The entrance to multi-storey parking off Leige Street at Westfield Carousel. Picture: Jon Hewson d482409
The entrance to multi-storey parking off Leige Street at Westfield Carousel. Picture: Jon Hewson d482409

THE Department of Transport says paid parking has been in place in other capital cities for several years, in the wake of Westfield Carousel confirming it will charge centre and retail staff to park as part of $350 million expansion.

The Department provides transport planning guidelines for councils and developers that focus on carparking management, transport modelling, and targeted behaviour change measures.

A spokeswoman for Scentre Group, which runs the Westfield centre, said there were no current plans for the introduction of paid parking at its other expansion sites like Innaloo and Whitford City shopping centres.

Scentre Group recently confirmed its new smarter parking system at Carousel will include paid parking.

There will be no paper tickets, no queuing at pay stations and no lengthy wait periods to find a park, but they are implementing a designated, secure staff parking area with CCTV at a flat rate for all centre and retail staff.

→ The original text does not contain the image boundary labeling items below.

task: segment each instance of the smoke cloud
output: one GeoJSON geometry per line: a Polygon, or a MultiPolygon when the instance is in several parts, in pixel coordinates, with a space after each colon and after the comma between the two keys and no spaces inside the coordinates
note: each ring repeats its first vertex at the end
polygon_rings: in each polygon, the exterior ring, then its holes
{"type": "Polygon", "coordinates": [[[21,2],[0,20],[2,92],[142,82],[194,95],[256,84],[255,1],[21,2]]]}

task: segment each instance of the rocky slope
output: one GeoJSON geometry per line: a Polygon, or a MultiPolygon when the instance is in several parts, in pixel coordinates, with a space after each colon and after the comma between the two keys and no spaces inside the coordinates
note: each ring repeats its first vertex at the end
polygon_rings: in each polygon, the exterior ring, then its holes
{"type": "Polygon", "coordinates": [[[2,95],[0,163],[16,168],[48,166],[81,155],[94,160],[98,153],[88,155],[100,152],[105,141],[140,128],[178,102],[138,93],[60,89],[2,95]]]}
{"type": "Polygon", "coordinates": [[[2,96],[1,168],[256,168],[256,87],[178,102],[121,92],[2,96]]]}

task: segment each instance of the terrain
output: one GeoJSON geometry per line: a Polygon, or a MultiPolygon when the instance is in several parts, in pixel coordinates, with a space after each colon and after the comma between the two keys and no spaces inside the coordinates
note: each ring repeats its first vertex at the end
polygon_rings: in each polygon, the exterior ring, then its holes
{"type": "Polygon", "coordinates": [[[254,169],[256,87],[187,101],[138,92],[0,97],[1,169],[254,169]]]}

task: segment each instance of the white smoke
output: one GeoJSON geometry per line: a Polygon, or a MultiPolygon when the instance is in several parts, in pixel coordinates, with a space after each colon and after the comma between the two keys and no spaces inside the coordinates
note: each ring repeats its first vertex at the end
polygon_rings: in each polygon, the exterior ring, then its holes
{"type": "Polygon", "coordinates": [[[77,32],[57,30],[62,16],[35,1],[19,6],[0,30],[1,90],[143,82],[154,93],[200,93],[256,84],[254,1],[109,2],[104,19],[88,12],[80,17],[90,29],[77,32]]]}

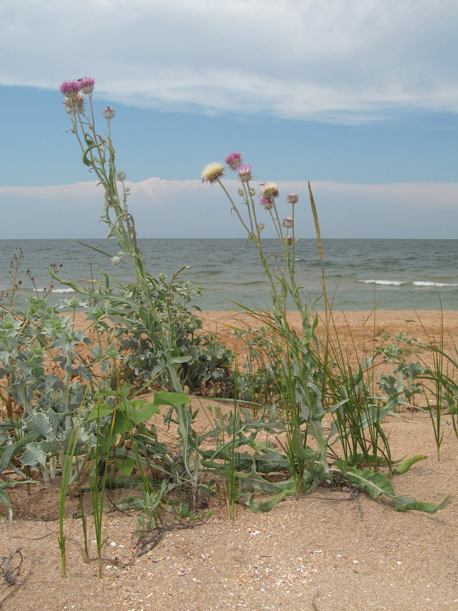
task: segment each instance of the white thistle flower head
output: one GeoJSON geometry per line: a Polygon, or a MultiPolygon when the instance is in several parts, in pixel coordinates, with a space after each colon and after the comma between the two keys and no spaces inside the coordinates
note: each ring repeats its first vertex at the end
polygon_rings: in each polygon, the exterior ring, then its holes
{"type": "Polygon", "coordinates": [[[121,252],[117,252],[115,255],[110,257],[110,261],[114,265],[117,265],[123,257],[125,256],[125,252],[123,252],[122,251],[121,252]]]}
{"type": "Polygon", "coordinates": [[[230,153],[224,158],[224,161],[231,170],[236,170],[243,163],[243,157],[238,152],[230,153]]]}
{"type": "Polygon", "coordinates": [[[213,185],[224,174],[224,166],[220,161],[212,161],[202,170],[200,175],[203,183],[213,185]]]}
{"type": "Polygon", "coordinates": [[[280,194],[280,189],[277,183],[261,183],[261,193],[267,199],[275,199],[280,194]]]}

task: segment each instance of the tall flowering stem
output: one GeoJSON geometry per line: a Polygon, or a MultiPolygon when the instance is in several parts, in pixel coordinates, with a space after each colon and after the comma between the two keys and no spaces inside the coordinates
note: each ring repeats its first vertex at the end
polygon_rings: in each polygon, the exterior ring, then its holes
{"type": "MultiPolygon", "coordinates": [[[[256,244],[264,269],[264,274],[271,285],[272,310],[275,325],[275,332],[280,334],[287,346],[289,358],[283,358],[282,362],[285,368],[285,378],[289,380],[288,395],[290,409],[286,410],[290,431],[289,447],[293,448],[293,436],[299,434],[299,427],[307,423],[307,431],[317,442],[319,461],[326,472],[329,466],[326,456],[327,441],[325,439],[321,419],[324,414],[318,377],[319,367],[317,363],[311,344],[318,345],[314,330],[316,319],[311,322],[310,309],[303,301],[300,289],[296,280],[298,269],[296,262],[296,243],[294,232],[294,208],[299,200],[296,193],[290,193],[286,199],[291,207],[290,216],[281,219],[277,207],[280,196],[280,189],[277,183],[266,182],[259,185],[259,192],[252,186],[253,175],[252,166],[244,163],[240,153],[231,153],[225,159],[226,164],[235,174],[241,182],[238,196],[241,198],[245,213],[236,205],[234,199],[224,185],[222,178],[225,168],[220,162],[208,164],[202,170],[202,181],[211,185],[217,183],[226,194],[234,212],[248,235],[249,240],[256,244]],[[259,201],[257,198],[259,197],[259,201]],[[260,210],[260,205],[264,211],[260,210]],[[264,224],[258,222],[258,217],[268,214],[274,224],[283,252],[280,263],[274,254],[266,254],[263,246],[261,232],[264,224]],[[300,313],[302,321],[303,337],[298,337],[296,331],[289,325],[286,319],[286,301],[292,298],[300,313]],[[293,431],[294,434],[293,436],[293,431]]],[[[312,203],[313,208],[314,204],[312,203]]],[[[316,211],[314,213],[316,216],[316,211]]],[[[318,219],[316,221],[318,222],[318,219]]],[[[320,254],[321,241],[320,241],[320,254]]],[[[304,441],[305,443],[305,441],[304,441]]],[[[291,450],[291,460],[294,461],[294,450],[291,450]]]]}
{"type": "MultiPolygon", "coordinates": [[[[169,320],[166,320],[167,317],[164,318],[165,315],[158,312],[154,305],[153,295],[159,290],[158,281],[147,273],[145,260],[138,247],[135,222],[127,205],[129,188],[125,183],[126,174],[116,170],[115,150],[111,136],[111,121],[115,112],[109,106],[103,111],[106,135],[101,135],[95,127],[92,104],[94,87],[94,79],[85,76],[78,81],[64,81],[59,89],[65,97],[63,103],[70,117],[71,131],[81,150],[82,163],[90,172],[97,177],[104,191],[105,204],[101,220],[109,228],[107,237],[114,237],[120,249],[120,252],[112,258],[112,262],[116,264],[121,259],[127,260],[134,270],[137,284],[133,291],[138,296],[140,320],[145,332],[164,355],[164,367],[173,390],[181,393],[178,373],[179,363],[183,359],[180,360],[172,317],[169,311],[169,320]]],[[[168,306],[168,300],[165,301],[168,306]]]]}

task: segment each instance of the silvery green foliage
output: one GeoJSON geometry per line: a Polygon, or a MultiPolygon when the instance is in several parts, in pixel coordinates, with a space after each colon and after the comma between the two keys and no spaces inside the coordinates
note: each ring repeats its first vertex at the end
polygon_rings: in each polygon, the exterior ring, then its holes
{"type": "Polygon", "coordinates": [[[81,342],[89,340],[45,299],[0,310],[0,390],[10,408],[0,424],[0,471],[17,458],[47,481],[49,457],[62,459],[76,431],[76,453],[96,442],[96,425],[84,418],[93,397],[90,370],[75,349],[81,342]]]}

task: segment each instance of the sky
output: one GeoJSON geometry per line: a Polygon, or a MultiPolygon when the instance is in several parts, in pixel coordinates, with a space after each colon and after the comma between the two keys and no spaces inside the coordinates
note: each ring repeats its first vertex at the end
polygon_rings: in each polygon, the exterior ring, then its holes
{"type": "Polygon", "coordinates": [[[457,23],[456,0],[2,0],[0,239],[106,236],[59,90],[86,75],[140,237],[245,237],[200,178],[240,151],[280,214],[299,194],[297,236],[310,180],[324,238],[456,238],[457,23]]]}

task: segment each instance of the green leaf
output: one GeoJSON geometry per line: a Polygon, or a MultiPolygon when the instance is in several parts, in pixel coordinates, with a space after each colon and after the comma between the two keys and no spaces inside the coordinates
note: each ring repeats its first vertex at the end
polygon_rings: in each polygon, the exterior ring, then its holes
{"type": "Polygon", "coordinates": [[[302,458],[306,462],[311,463],[316,458],[318,455],[308,445],[304,448],[304,433],[300,432],[299,426],[296,426],[291,437],[291,448],[298,458],[302,458]]]}
{"type": "Polygon", "coordinates": [[[104,418],[109,416],[114,411],[114,406],[109,403],[99,403],[93,408],[90,414],[87,417],[88,420],[97,420],[98,418],[104,418]]]}
{"type": "Polygon", "coordinates": [[[394,496],[394,491],[391,483],[381,473],[374,473],[370,469],[365,469],[361,471],[356,467],[352,467],[345,472],[345,476],[349,481],[368,492],[373,499],[378,499],[382,494],[391,497],[394,496]]]}
{"type": "Polygon", "coordinates": [[[135,461],[131,458],[118,458],[118,468],[121,473],[128,477],[135,467],[135,461]]]}
{"type": "Polygon", "coordinates": [[[182,395],[179,392],[167,392],[165,390],[155,392],[153,400],[153,405],[170,405],[172,408],[181,408],[190,403],[191,400],[187,395],[182,395]]]}
{"type": "Polygon", "coordinates": [[[415,463],[418,463],[419,460],[424,460],[426,456],[423,456],[421,454],[418,454],[417,456],[412,456],[412,458],[408,458],[404,463],[400,464],[398,467],[395,467],[394,470],[398,472],[398,473],[407,473],[409,470],[410,467],[415,463]]]}
{"type": "Polygon", "coordinates": [[[6,494],[4,490],[0,489],[0,501],[4,505],[8,507],[8,516],[10,521],[10,525],[13,521],[13,508],[11,507],[11,502],[10,501],[10,497],[6,494]]]}
{"type": "Polygon", "coordinates": [[[23,467],[28,464],[32,469],[36,470],[38,463],[46,464],[46,455],[40,449],[40,447],[36,442],[32,442],[31,444],[27,444],[25,452],[19,459],[23,467]]]}
{"type": "Polygon", "coordinates": [[[10,461],[13,457],[20,454],[22,451],[23,447],[25,447],[26,444],[30,443],[32,441],[35,441],[35,440],[38,437],[38,433],[29,433],[22,438],[20,439],[19,441],[16,441],[15,444],[13,444],[12,445],[9,445],[6,448],[5,452],[2,455],[2,463],[0,464],[0,472],[4,470],[4,469],[7,469],[8,465],[10,464],[10,461]]]}
{"type": "Polygon", "coordinates": [[[48,417],[43,412],[35,412],[32,415],[27,418],[26,424],[27,431],[37,433],[46,439],[49,433],[53,431],[48,417]]]}
{"type": "Polygon", "coordinates": [[[127,415],[136,426],[149,420],[153,414],[161,413],[158,406],[151,403],[144,401],[129,403],[130,404],[126,409],[127,415]]]}
{"type": "Polygon", "coordinates": [[[285,498],[285,494],[280,494],[279,496],[272,497],[269,500],[263,501],[261,503],[255,503],[253,500],[253,494],[251,494],[248,497],[248,506],[253,513],[266,513],[275,507],[278,503],[281,503],[285,498]]]}
{"type": "Polygon", "coordinates": [[[433,505],[432,503],[423,503],[421,501],[413,500],[405,496],[391,497],[394,503],[394,509],[396,511],[409,511],[414,510],[417,511],[426,511],[426,513],[435,513],[445,509],[450,500],[451,494],[442,501],[440,505],[433,505]]]}

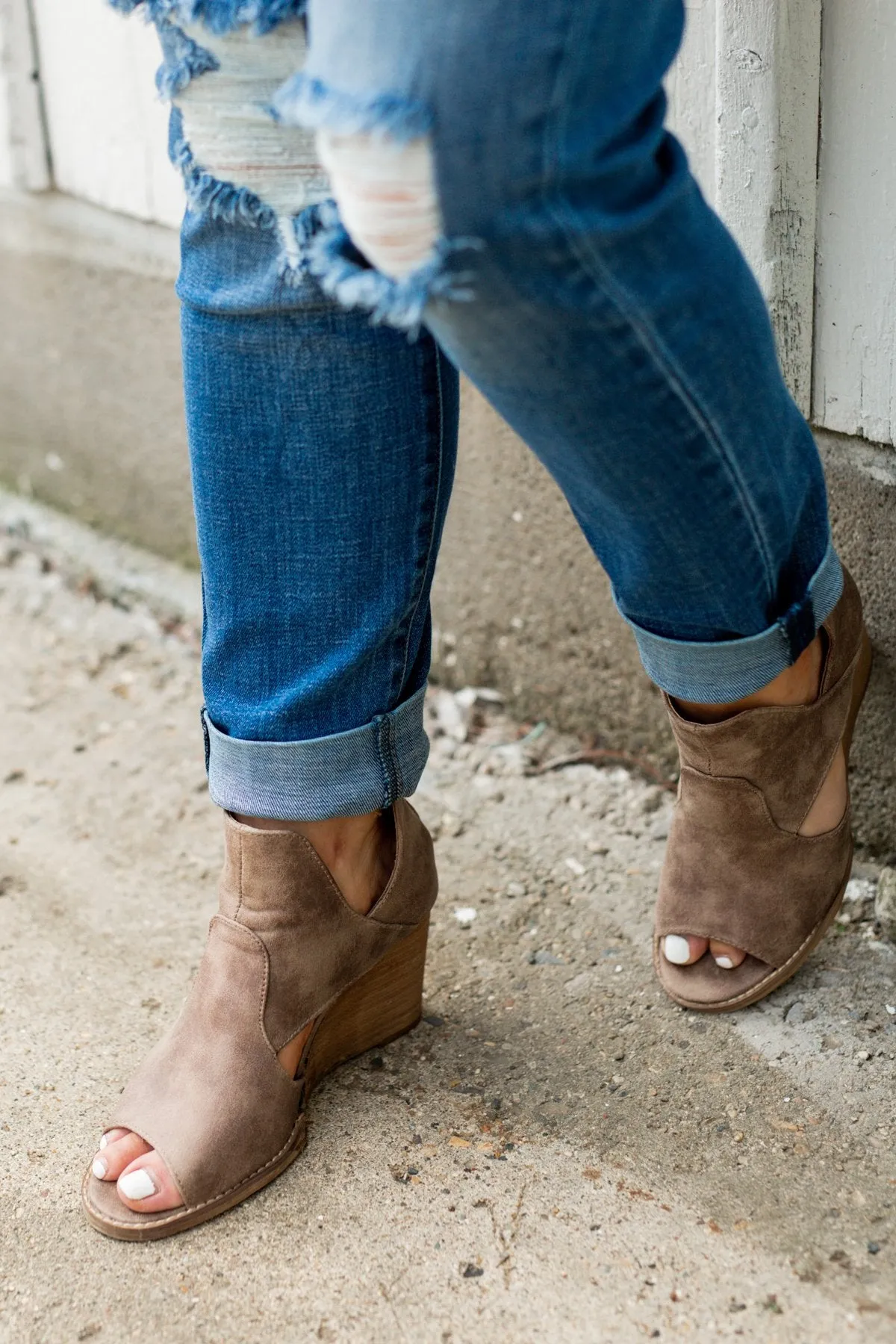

Any tariffs for Carousel patrons have not been revealed.

The Department’s Integrated Transport Planning acting executive director Craig Wooldridge said without an integrated suite of measures, the expansion of large shopping centres would result in very large increases in the number of people travelling by car, causing major traffic congestion and problems for motorists trying to access the centres.

“The approach of improving public transport infrastructure and services, increasing cycling and walking access and managing parking all combine to reduce traffic congestion, provide alternative travel options and improve access to shopping centre for the community,” Mr Wooldridge said.

However, he said how this is applied by centre managers was up to them.

“It should be noted at shopping centre managers have the flexibility to use the tools or mechanisms that they determine will be the most effective for their centre and the local community,” Mr Woolridge said.

“For example, they may choose to restrict parking in access of three or four hours, especially for workers who have the option of extensive public transport services to get to and from work.”